Le paradoxe de « l’impérialisme » israélien

JP KATZ

mercredi 31 août 2016, par Desinfos

Longtemps les antisionistes ont utilisé l’argument de l’impérialisme de l’état juif pour justifier leur détestation. Il y avait là une survivance de l’époque coloniale, une violence politique sous-jacente au moment où les états européens se réunissaient pacifiquement dans un ensemble nommé Union Européenne, avec un flou artistique entretenu sur la valeur et la réalité des frontières.
Mieux, les antisionistes pointaient du doigt les conquêtes « illégales » d’Israël autrefois au Sinaï, au Liban, puis dans les territoires dits occupés. Plus ces lieux se raréfient (même Gaza est dorénavant maître de son destin), plus l’enquête est minutieuse.
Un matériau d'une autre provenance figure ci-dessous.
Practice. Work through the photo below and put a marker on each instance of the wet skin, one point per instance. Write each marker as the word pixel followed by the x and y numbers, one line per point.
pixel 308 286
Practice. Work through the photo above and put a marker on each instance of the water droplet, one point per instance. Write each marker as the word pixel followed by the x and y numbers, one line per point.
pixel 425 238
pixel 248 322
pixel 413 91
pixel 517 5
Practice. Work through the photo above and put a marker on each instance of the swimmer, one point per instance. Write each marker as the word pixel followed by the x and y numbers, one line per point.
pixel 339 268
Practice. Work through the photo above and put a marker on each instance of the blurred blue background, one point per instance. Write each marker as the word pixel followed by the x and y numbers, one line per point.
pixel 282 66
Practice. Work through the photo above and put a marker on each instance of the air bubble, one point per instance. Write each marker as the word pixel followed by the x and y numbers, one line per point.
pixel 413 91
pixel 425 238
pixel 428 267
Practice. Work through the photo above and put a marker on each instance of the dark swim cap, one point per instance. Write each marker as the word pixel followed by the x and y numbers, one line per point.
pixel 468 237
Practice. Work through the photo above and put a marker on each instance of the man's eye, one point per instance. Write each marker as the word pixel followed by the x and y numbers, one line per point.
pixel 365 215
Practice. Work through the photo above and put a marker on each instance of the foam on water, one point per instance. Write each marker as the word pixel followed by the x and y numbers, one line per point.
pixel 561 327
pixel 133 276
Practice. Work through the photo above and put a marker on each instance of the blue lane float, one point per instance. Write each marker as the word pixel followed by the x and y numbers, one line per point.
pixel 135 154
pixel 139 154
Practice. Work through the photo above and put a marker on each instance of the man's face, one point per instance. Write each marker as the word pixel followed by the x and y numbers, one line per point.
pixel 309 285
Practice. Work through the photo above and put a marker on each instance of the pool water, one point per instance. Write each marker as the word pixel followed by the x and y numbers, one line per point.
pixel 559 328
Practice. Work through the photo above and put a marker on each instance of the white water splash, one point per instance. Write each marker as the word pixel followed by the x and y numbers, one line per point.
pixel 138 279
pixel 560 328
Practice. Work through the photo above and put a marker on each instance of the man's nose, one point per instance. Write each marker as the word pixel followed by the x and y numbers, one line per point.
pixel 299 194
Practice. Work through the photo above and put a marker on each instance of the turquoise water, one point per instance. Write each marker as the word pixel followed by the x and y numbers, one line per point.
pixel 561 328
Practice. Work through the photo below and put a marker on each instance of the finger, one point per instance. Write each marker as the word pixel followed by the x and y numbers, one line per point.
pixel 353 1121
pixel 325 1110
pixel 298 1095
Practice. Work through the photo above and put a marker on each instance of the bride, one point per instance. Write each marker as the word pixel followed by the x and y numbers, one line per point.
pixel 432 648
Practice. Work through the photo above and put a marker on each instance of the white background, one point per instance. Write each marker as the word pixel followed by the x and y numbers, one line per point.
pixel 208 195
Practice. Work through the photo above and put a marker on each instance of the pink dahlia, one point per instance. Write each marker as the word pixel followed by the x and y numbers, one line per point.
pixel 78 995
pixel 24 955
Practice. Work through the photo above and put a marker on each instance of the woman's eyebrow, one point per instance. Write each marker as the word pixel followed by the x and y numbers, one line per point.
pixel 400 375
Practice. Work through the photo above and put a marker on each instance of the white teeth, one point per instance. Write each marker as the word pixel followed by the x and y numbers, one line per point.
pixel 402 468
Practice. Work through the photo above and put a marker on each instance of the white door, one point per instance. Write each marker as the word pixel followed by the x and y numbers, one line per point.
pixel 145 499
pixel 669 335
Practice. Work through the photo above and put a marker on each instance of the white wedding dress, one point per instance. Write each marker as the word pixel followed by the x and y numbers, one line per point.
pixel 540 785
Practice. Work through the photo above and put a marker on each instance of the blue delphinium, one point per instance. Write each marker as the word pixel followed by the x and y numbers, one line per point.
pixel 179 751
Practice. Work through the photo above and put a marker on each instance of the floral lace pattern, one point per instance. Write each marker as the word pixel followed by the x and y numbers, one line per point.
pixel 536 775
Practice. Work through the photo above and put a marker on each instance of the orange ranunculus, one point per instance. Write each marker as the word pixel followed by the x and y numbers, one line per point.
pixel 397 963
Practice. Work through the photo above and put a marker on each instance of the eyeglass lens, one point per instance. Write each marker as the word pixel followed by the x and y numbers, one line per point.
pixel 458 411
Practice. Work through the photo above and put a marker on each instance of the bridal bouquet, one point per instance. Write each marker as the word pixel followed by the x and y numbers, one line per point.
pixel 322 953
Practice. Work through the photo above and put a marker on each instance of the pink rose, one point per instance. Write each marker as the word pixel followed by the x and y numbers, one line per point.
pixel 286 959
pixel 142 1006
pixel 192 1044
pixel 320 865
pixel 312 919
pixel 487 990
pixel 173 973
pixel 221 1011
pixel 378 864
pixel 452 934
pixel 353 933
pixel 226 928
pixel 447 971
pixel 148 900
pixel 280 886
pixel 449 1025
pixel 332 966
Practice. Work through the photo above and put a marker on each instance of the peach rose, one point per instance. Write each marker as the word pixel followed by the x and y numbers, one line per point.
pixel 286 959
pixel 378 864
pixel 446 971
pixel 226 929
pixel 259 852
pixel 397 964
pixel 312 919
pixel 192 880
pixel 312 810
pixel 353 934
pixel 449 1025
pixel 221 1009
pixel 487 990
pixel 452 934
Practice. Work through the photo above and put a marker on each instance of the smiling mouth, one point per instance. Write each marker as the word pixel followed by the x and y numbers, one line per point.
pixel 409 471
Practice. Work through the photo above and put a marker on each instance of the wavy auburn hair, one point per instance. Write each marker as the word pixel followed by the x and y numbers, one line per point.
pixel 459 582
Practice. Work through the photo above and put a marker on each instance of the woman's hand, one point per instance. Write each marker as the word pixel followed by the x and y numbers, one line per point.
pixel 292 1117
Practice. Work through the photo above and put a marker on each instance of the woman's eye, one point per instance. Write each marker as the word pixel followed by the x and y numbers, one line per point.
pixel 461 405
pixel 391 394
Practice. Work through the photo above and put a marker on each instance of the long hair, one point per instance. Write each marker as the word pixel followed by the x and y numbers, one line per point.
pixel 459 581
Jérusalem est observée à la loupe, presque immeuble par immeuble, tout comme la Judée Samarie.


Mais cette doxa de l’impérialisme ne fonctionne plus au moment de la disparition des accords Sykes Picots. En effet, chacun peut noter que les frontières disparaissent au Proche et Moyen Orient au profit de sphères religieuses ou ethniques. L’impérialisme n’est pas sioniste mais chiite, sunnite, turc... Le seul pays qui revendique des frontières immémoriales, c’est Israël. Le plus mortel de ces nouveaux impérialismes est celui du djihad qui s’exporte avec violence et applique le nettoyage ethnique radical. Il n’a pas de frontière, il a un projet.

Les antisionistes qui s’offusquaient de la dimension religieuse de l’état d’Israël, anachronisme désuet à l’ère de l’Europe politique, doivent bien convenir que ce n’est rien à côté du souffle brûlant venu d’Irak, de Syrie ou d’Iran.

Pire, ce souffle politico-religieux anime les jeunesses européennes qui mettent à mal le modèle progressiste. L’impérialisme s’invite dans nos pays post modernes et rejoue une pièce oubliée. Le refus de voir cette réalité est tel, que la seule réponse partagée au terrorisme djihadisme est l’amour de l’autre et des apéros en terrasse.

L’internationale sioniste est un mythe, celle du djihadisme une réalité chaque jour confirmée. Mais Israël possède du coup un avantage sur les européens : il connaît parfaitement ses frontières. Le problème des anti-impérialistes, c’est qu’ils ne sauront même pas quand ils reculeront, où ils reculeront, ni pourquoi. Chloroformés par des décennies de pacifisme et de culture du compromis, les européens sont toujours en retard sur le processus en marche, soumis à des discours discordants rendus possibles par une liberté d’expression subtilement instrumentalisée, et désignés comme les responsables du chaos moyen oriental.

Non concerné par l’ex-Union de la Méditerranée, non concerné par l’élargissement de l’Union Européenne, non concerné par les coalitions à l’œuvre en Syrie et en Irak, Israël constitue en vérité l’un des rares états nations non-impérialistes par essence.